After applying for a scholarships and being successfully selected normally a personal interview follows. Interviews are conducted in many different ways. Some interviewers use pre-written questions so they can directly compare answers. Others adopt a more conversational approach in order to get a better understanding of the candidates’ personalities.
You will often be asked to summarise your CV. This question can be asked in many different ways. For example, the interviewer could ask: “Tell me a bit about yourself”. You should focus on your experience and achievements to date when asked this question.
You should start with your degree. Talk about what you achieved, and when you received it. Of course you won’t have time to tell your whole life story. Instead you should focus on the most important milestones. Highlight areas of your CV that are relevant to the objectives of the organisation to which you are applying. And give your interviewer time to ask questions about what you are saying.
Another question that is frequently asked is why you should receive the scholarship, so you should be prepared for this question. Your answer should highlight your strengths, but should not make a direct comparison with other candidates. For example, don’t say you are the most socially committed candidate. Instead show your experience in this field. The strengths that you highlight should be in the order of importance to the scholarship. You should avoid vacuous statements though. Instead try to explain each of them with a few examples.
Many organisations and funding institutions have a clear focus. For example, they might be politically oriented so an interviewer might ask you about your political position. You won’t normally be asked to comment directly about the party, but political issues can be discussed.
Many interviewers ask questions about topical stories in the news. When doing this they are trying to find out if you're interested in the events of the day, and if you can argue clearly and structurally. This helps them learn something about your personality. So make sure you know what is happening in the news so you can engage in this sort of discussion. It is embarrassing if you only learn about a particular topic during the interview.
Interviewers like to learn about your strengths and weaknesses so they can see whether you are able to judge realistically. Of course you will want to leave a positive impression so you should focus on your strengths. But make sure you include weaknesses as well as you don’t want to be perceived as being unable to accept criticism. And make sure they are genuine weaknesses.
You should first list three strengths with examples. Then you can name your weaknesses, although make sure they have little value to the selection criteria for the scholarship. It is best to say that this was primarily a weakness in the past which you have worked on. And explain what you have learned from this weakness. But avoid the most common mistakes.
You will often be asked about your future plans.
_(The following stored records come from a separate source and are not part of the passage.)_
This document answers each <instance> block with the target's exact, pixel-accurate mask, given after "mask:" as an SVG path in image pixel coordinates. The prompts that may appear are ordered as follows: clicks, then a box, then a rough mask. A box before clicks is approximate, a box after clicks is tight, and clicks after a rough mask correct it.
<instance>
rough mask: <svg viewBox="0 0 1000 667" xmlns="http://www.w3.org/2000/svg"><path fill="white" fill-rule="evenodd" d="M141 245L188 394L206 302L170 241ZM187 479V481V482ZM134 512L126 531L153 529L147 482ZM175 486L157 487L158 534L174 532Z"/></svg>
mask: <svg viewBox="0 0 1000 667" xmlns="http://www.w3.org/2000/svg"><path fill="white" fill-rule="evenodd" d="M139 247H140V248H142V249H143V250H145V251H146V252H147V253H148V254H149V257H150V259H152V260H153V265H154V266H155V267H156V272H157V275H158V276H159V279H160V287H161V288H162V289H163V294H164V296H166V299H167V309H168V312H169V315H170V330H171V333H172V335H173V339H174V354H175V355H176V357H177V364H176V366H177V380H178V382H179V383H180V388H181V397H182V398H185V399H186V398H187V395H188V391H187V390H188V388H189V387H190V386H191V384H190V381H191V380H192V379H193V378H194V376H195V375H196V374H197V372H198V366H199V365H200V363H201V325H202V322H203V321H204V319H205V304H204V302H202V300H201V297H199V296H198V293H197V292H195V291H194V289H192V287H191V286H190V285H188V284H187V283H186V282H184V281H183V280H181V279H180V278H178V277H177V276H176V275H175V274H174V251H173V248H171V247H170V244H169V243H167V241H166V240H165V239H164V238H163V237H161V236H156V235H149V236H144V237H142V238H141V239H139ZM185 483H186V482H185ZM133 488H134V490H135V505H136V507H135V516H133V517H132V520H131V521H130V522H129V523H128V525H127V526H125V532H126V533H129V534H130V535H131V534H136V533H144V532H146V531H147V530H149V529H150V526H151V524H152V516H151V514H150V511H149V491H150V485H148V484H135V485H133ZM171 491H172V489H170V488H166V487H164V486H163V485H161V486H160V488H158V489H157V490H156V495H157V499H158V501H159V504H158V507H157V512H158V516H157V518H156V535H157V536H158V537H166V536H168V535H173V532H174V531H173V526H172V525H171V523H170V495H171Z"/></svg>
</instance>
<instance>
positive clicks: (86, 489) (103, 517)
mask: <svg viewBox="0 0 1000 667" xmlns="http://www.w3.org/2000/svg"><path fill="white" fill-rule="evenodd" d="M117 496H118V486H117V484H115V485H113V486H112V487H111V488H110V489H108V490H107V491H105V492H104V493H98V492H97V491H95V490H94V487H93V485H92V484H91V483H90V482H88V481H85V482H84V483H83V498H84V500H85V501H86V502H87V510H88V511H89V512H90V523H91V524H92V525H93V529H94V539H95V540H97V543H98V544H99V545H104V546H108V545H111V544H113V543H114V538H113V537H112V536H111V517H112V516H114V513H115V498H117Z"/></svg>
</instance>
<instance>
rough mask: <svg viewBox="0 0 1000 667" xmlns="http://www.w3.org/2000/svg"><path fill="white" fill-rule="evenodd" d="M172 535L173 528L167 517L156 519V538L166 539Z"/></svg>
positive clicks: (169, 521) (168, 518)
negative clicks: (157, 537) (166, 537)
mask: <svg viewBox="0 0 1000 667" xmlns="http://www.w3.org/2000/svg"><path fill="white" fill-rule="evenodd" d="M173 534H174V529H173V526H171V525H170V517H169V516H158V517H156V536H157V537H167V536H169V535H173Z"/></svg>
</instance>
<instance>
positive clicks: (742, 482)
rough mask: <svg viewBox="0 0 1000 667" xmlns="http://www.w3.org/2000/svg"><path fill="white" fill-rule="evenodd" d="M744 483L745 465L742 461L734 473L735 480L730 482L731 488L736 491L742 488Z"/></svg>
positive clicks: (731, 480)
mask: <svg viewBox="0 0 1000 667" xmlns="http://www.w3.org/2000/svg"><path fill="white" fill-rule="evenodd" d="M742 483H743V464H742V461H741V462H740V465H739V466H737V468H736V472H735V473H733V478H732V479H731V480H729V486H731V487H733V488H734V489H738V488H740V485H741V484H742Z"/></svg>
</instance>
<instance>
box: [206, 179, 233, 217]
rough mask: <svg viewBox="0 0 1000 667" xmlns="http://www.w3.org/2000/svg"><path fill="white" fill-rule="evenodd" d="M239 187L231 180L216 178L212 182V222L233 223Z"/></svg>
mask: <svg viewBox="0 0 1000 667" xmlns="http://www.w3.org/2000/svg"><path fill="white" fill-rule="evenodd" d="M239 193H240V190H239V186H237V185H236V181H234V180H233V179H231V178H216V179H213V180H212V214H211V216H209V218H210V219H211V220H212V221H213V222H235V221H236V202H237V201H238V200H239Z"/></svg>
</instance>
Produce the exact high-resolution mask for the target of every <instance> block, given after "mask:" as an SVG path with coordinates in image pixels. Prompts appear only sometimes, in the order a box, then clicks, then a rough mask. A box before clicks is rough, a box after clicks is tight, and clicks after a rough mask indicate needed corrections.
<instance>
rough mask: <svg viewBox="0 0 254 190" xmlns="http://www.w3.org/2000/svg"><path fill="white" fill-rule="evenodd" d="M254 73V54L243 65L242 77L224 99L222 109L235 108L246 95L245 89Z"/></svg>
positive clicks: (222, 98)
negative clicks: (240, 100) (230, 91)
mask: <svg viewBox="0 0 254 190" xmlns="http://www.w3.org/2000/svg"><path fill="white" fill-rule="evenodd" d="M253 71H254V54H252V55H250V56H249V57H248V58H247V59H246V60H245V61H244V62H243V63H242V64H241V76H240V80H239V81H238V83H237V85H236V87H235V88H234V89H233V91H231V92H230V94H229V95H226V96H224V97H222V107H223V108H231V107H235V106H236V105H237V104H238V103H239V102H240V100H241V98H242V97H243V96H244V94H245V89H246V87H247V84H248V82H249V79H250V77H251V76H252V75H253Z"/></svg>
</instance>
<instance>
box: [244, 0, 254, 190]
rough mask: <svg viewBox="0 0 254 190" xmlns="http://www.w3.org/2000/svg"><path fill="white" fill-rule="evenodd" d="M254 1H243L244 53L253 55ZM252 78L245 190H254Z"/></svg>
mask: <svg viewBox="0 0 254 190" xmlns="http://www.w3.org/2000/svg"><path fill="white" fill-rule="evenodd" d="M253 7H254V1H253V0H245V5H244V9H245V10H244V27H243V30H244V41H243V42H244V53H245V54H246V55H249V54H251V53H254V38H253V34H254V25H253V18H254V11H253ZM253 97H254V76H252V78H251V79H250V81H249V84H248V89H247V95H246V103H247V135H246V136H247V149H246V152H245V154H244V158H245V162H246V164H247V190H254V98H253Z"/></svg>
Your interviewer wants to see how determined you are, and they want to assess your decision making abilities. Do not be uncertain or say that you haven’t thought about it yet. If you are not sure you should still give some options. And highlight the one that you are most keen on.
Many interviewers end with asking if you have any questions. Saying no is not a good answer. This can leave an impression that you don’t care, or that you are not prepared. So try to prepare some questions that you can ask at the end of your interview.